Reprenant peu à peu conscience du présent, je me remis à marcher, au hasard. Les passants me regardaient étrangement quand je me tenais sans bouger, tel un poteau en plein milieu du trottoir.
Je regardai l'écran de mon téléphone, en marchant. Les passants m'évitaient, me permettant de ne tomber sur personne. J'hésitais fort à appeler Alex, mon meilleur ami. Il était très intelligent et avait toujours les mots pour me remettre d'aplomb. Mais cette situation ne le concernait pas. Cela tournait autour de mon enfance, des mes parents – adoptifs, j'avais encore du mal à m'y faire... – et de celle dont j'héritais mes gênes et qui pourtant avait choisi d'abandonner la chair de sa chair après presque deux ans à s'être occupée de moi.

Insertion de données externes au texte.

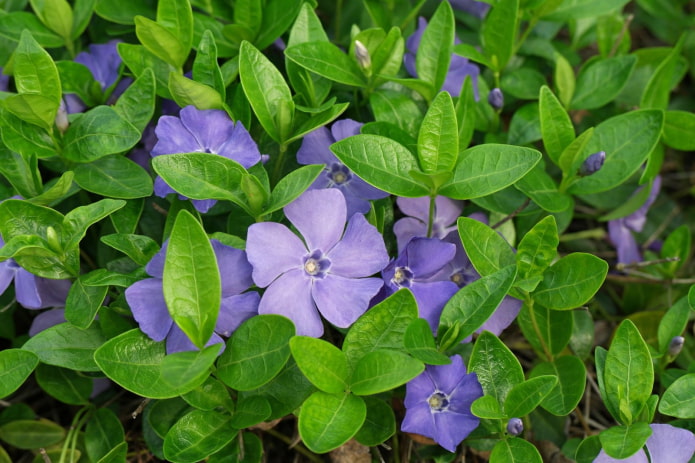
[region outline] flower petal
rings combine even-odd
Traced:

Une pensée revint me tarauder l'esprit. Et si Alex avait déjà compris ? Ce n'était pourtant pas si difficile à comprendre. Un coup d'œil et on devinait sans mal que ceux m'ayant élevés n'étaient pas ceux m'ayant mis au monde. Si de mon côté je n'avais rien vu venir, c'était j'étais aveugle, dans le déni et que je ne pouvais – voulais – pas imaginer cela. Alors sachant qu'Alex était très intelligent et perspicace... le savait-il déjà ? Et si oui, pourquoi ne pas me l'avoir dit ? Lui aussi avait choisi de me mentir pour préserver mon innocence, quitte à en subir les conséquences le jour où je découvrirais son mensonge ?
Je devais avoir des réponses. Alors qans attendre plus longtemps, d'un geste sûr, j'appuyais sur l'écran de mon téléphone et le porta à mon oreille.
Un son caractéristique me fit comprendre qu'il avait décroché immédiatement.
— Alex. Tu as cinq minutes ? Je dois te parler.